Ruby On Rails 1.1 is out

“Ruby On Rails 1.1 has been released”:http://weblog.rubyonrails.com/articles/2006/03/28/rails-1-1-rjs-active-record-respond_to-integration-tests-and-500-other-things.

Although I’m not using it now–my current project has too much code that’s always going to be Perl for me to consider switching languages–it’s something I’d seriously consider using for the future. It does seem silly that they just came out with a book about using it and then introduced a major upgrade, though.

Sometimes I miss Miami

While it’s true that I love where we live, sometimes I feel a burst of nostalgia for Miami. It’s especially true when I read about a an “exhibition of Dale Chihuly’s sculpted glass”:http://www.fairchildgarden.org/publicprograms/Chihuly_at_Fairchild.html at the “Fairchild Tropical Garden”:http://www.fairchildgarden.org/ (we have the map of the FTG that we got when we joined hanging up on one of our walls.

Fortunately, GNOME guy Luis Villa was there “and he took a lot of pictures”:http://tieguy.org/pics/v/Miami/Chihuly/.

Simon Willison teaches about JavaScript

Or, more accurately, _taught_ about javascript at the ETech conference. And he has very graciously made both “his slides”:http://www.flickr.com/photos/simon/sets/72057594077197868/ and “his notes”:http://simon.incutio.com/slides/2006/etech/javascript/js-reintroduction-notes.html available from his blog.

These are mostly oriented towards people who already know how to program, but haven’t taken JavaScript seriously. I’m definitely in that camp, and I found his notes to be a very clear, consise introduction to some of JS’s more advanced programming features–some of which I’d been exposed to already because of my spelunking around AJAX code, but I’d just been inferring their use rather than knowing exactly what was going on.
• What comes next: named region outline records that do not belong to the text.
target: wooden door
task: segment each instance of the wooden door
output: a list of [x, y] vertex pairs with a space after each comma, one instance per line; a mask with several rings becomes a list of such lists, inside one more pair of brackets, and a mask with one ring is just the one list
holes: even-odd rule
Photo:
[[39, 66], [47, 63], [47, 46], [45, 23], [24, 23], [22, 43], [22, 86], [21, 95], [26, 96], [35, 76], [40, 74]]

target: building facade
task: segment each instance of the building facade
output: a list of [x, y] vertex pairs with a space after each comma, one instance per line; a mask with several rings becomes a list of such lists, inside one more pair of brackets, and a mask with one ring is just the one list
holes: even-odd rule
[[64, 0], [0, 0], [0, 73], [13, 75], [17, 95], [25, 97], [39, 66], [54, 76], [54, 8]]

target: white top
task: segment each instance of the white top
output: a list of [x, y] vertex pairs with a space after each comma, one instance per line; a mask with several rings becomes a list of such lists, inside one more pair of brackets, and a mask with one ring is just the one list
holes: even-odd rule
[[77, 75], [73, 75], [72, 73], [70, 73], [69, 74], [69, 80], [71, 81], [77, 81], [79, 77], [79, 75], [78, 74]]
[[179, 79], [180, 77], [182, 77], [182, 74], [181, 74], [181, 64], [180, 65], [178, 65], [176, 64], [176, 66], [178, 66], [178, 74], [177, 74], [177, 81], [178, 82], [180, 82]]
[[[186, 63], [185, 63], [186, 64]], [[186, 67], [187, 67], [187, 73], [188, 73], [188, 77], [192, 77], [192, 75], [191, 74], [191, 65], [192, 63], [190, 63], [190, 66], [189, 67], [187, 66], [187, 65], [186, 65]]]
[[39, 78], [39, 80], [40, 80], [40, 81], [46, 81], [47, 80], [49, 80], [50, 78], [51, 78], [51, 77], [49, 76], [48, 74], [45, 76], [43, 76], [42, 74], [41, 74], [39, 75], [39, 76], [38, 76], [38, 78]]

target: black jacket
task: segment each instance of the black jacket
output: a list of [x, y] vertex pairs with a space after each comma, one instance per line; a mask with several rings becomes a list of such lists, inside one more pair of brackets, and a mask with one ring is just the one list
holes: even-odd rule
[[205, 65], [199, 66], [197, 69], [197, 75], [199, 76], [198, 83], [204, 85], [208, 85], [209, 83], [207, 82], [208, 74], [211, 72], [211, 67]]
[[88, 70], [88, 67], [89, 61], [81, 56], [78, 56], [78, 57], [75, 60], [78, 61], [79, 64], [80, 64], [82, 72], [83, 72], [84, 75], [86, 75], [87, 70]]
Coming back from being AWOL

“An interesting article on coming back to things you’ve fallen away from”:http://www.insidehighered.com/workplace/2006/03/01/mckinney.

Although it’s couched in terms of a graduate student and things like theses and dissertations, it all rings true for me and my experience in being AWOL from a side-project (I was AWOL from Debian far too often) or even from blogging or just keeping up with email. I think it’s influenced in part by my mildly hermetic lifestyle–it’s all too easy to draw in and ignore things–but it’s also a learned habit.